There is a certain Malibu style. It’s open to the views, the light, and incorporates casual indoor-outdoor living. Right on the beach, the floor plans are sometimes reversed, putting the living areas upstairs where the views are best. On smaller lots, a roof may become an outdoor living space.
Burdge believes that interior designers — he’s worked with the likes of Martyn Lawrence Bullard and Kathryn Ireland — and landscape architects must be brought on board from the beginning. Choosing the builder is equally important.
He says in this world of savvy clients who surf the Internet, follow blogs and spend hours on Pinterest, people come in with a good idea of what they want. He works with them to hone their visions. Even years into his practice and with all those projects behind him, he’s lost none of the enthusiasm he feels for working with clients.
“Doug is an artist at heart,” says artist Wendy M. Hughes, owner of a rustern house, the second Burdge project she’s inhabited. “He can sketch on the spot and bring even the most innovative ideas into reality while he’s brainstorming with clients.”
And here’s the core of how passionate this man is about his job: “I get up every morning at 5 a.m. and I just start drawing,” he says. “My brain wakes up and is solving problems. I just love the whole process.”
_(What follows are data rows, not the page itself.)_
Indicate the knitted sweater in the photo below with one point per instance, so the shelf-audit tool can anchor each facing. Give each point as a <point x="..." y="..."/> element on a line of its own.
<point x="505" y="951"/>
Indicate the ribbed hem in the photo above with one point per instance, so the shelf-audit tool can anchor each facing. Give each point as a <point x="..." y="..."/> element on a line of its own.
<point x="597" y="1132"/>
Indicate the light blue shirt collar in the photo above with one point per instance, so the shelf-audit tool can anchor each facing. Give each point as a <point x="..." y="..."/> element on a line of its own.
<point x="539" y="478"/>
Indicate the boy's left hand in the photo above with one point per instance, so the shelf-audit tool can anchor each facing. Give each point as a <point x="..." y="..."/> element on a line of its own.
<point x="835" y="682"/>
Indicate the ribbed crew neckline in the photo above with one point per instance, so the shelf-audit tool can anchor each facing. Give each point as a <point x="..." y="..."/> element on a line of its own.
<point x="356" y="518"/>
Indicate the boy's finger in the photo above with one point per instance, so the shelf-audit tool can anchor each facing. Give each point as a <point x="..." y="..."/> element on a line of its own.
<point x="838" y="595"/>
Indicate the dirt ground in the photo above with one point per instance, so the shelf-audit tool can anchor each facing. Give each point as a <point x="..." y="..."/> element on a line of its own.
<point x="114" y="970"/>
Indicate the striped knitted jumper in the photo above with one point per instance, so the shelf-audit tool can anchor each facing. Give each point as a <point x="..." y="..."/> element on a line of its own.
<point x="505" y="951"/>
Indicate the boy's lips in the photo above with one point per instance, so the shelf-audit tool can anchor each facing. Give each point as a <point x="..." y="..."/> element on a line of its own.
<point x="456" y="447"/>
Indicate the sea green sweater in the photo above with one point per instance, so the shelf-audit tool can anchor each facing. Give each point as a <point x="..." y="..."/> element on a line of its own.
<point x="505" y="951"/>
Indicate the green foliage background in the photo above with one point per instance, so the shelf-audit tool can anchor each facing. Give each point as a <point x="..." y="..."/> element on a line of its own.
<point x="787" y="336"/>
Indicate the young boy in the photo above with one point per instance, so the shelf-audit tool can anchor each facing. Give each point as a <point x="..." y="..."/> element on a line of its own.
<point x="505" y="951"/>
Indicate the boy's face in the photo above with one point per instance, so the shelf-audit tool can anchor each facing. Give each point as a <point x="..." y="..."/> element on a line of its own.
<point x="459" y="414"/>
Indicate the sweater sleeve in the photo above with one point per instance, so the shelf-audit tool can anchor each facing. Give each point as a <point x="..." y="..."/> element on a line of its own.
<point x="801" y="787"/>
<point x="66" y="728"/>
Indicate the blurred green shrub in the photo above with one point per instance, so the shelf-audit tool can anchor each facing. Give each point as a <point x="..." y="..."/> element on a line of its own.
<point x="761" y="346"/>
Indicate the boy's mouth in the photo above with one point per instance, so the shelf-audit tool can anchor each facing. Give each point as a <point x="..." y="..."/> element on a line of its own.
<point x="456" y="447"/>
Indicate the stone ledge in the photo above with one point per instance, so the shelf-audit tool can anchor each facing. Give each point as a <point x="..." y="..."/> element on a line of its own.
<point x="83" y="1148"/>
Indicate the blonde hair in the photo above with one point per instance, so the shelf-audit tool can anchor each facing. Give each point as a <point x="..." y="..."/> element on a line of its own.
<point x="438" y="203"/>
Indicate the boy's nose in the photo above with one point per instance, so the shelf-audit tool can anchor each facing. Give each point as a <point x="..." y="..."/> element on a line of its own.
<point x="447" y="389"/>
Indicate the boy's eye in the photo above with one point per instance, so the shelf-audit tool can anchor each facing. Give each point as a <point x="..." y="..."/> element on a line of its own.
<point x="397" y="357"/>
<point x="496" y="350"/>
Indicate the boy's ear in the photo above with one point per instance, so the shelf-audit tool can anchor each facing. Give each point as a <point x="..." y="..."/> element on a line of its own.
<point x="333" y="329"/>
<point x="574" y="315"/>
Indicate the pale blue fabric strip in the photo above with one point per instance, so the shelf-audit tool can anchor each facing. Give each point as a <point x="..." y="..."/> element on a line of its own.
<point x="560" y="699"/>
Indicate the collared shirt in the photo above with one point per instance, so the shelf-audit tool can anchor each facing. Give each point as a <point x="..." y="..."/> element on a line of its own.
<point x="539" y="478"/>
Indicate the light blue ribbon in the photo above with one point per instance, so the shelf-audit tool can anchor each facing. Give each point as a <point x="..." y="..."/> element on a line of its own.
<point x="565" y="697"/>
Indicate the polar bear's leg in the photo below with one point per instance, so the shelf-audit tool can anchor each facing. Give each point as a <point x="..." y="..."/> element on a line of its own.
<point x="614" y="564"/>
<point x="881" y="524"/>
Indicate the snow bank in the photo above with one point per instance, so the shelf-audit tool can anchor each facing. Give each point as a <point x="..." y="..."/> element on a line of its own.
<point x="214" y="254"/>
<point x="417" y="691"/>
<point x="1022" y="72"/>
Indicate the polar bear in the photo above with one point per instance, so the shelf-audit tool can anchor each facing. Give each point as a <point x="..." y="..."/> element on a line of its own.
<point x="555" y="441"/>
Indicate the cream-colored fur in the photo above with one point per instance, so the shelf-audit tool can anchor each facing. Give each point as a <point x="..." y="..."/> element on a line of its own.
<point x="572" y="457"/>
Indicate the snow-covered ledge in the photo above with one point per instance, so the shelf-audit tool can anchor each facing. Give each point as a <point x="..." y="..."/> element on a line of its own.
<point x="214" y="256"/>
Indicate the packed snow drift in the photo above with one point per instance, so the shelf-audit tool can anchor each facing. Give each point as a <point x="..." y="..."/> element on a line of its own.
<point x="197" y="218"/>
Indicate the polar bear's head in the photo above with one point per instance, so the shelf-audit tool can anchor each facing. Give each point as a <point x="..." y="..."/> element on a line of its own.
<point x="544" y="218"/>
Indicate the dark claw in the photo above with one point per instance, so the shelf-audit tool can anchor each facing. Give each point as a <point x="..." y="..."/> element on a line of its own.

Burdge is adamant that drawing is essential to the process. The firm works with state-of-the-art computer programs, but he feels working on a computer from scratch is too rigid. Drawing may be old-school, but it’s still the core.
As for celebrity clients, who’ve included Barbra Streisand, Dick Van Dyke, Matthew McConaughey and “a Red Hot Chili Pepper,” Burdge says, “It’s just part of the business; you live in Malibu, you’re going to get famous clients and Fortune 500 billionaires. It takes all kinds.” He grins. “The end goal is to be invited to their house for a barbecue.”
Like many architects, Burdge feels travel is key to design. He’s inspired by everything he sees, and it’s also humbling, he says, because no matter how brilliant you think your idea is, someone somewhere has already done it. And his clients are equally well-traveled.
Recently, on a “Coastal Chic” panel at WestEdge Design Fair, Burdge had a laugh describing the shifting ground designers trod with McConaughey. “He traveled a lot for work,” Burdge said. “The house started out Balinese. Then he’d go to Africa and bring back masks and beads.”
The others on the panel smiled wanly.